My only question is if these are Native American spirits then why are they going after my animals? I've always thought that Native Americans respected nature and the lives of the animals. I'm still stumped and I hope that whatever John does tomorrow helps in some way shape or form. For now my mare is over at my sister's place and is acting totally normal.


----------



## littrella (Aug 28, 2010)

Good luck & keep us posted


----------



## LovesMyDunnBoy (Aug 11, 2011)

sxybeemr said:


> I was thinking....trying to find an explanation for this... I know there is a hill not too far from my house where you stop your vehicle at the bottom of the hill and your car will roll up about 20 meters to a willow tree and stop. You can even shut off your vehicle and it will get pulled up hill....The story behind it is that a school bus had an accident at this location years ago, children's died and will push any vehicle at the bottom of the hill to the willow tree( where they say the bus crashed). Some people say it's some sort of magnetic field? I have been a few times since I didn't believe it when I was originally told about it. But if some " force/magnetic field" can push a vehicle up hill, I'm sure it could have an effect on animals like your horses and your dog...?
> _Posted via Mobile Device_


Do you live in Texas? We have a story similar to this here.
_Posted via Mobile Device_


----------



## natisha (Jan 11, 2011)

JCnGrace said:


> Churumbeque got her reply posted while I was still typing mine. It's good to know that I'm not the only one who's heard of the realtor's responsibility in disclosing things.


Yes, I believe the realtor has to disclose if there was ever a murder, suicide or "hauntings" associated with a property. Of course they could say they didn't know. 
I still wonder why the neighbors are so hush hush.

ETA: Opps, I should have read all the posts before posting.


----------



## walkinthewalk (Jul 23, 2008)

Wow! I can't wait to hear what your friend does next.

1. Interesting he won't go in the barn because that is where their home is. It really was risky business for you to spend last night in the barn.

2.


> My only question is if these are Native American spirits then why are they going after my animals?


Two tribes were at war. My theory is much livestock was probably stolen by the intruders and no doubt many horses were killed on both sides during battle.

The tribe who had first rights to the land may have lost the battle and are still seeking retribution against anyone stepping on the land they hold sacred and as belonging to them.
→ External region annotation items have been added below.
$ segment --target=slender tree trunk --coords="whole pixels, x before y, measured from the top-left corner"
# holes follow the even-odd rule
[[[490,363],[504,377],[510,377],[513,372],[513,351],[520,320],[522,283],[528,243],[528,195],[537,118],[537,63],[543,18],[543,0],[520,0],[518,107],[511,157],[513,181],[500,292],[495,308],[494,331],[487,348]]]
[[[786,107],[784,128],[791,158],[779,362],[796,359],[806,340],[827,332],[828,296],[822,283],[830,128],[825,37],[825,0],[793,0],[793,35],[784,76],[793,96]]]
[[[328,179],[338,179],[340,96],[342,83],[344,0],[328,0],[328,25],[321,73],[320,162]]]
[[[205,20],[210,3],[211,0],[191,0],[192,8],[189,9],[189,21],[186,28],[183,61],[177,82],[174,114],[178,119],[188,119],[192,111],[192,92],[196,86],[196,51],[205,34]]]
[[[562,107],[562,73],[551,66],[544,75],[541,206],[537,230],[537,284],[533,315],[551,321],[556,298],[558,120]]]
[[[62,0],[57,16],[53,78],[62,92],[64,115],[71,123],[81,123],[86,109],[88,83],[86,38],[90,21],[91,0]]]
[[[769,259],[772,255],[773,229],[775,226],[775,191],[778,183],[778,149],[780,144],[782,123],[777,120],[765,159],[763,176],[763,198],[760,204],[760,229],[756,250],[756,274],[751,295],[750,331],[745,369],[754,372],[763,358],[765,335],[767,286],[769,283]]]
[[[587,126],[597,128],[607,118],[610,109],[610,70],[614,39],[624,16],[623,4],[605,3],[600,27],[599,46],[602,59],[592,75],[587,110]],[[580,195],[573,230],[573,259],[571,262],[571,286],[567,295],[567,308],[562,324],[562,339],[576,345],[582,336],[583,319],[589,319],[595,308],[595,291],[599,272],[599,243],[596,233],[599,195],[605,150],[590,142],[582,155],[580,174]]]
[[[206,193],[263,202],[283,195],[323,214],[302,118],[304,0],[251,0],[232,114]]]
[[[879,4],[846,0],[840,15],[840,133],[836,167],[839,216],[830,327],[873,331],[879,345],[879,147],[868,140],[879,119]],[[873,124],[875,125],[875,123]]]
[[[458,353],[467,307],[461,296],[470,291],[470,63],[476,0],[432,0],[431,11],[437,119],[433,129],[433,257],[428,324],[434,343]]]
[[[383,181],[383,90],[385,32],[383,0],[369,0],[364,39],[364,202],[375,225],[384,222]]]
Hopefully your friend can make peace with them in some way - it will be historic since this has been going on for a few centuries.

Learning which tribes and what the battle was about would make a really interesting read.

The first owner built a home in 1859? You meant to say 1859 not 1959 and left ten months later? What a story what a story. This is worse than the folks I mentioned earlier who unwittingly built a home on sacred Indian ground and the house had a spirit living in it.

Tomorrow is Sunday, typically the White Man's Christian Day of worship. Will that make a difference, regarding how the Spirits might receive your friend's peace offering? He is Native American, so I hope not. 

I think you were pretty successful in your detective work. That's way more than I expected you'd find

Gosh I am hoping this gets resolved in a positive way for you.


----------



## mrstorres2566 (Apr 25, 2013)

If it's alright I would like to forward your photos to a friend who reads pictures. She is a spiritual reader and can really give some insight. She helped me with a problem awhile back.


----------



## showjumperachel (Jul 13, 2013)

Wow, this is very interesting! When I first read the original post, my first thought was ghosts/spirits/whatever you want to call them. I personally have never had any sort of experiences with ghosts, but I am definitely open to believing they exist if that's what the evidence points to.



Taffy Clayton said:


> Just reading this thread is creeping me out. I would be the person that stayed two days!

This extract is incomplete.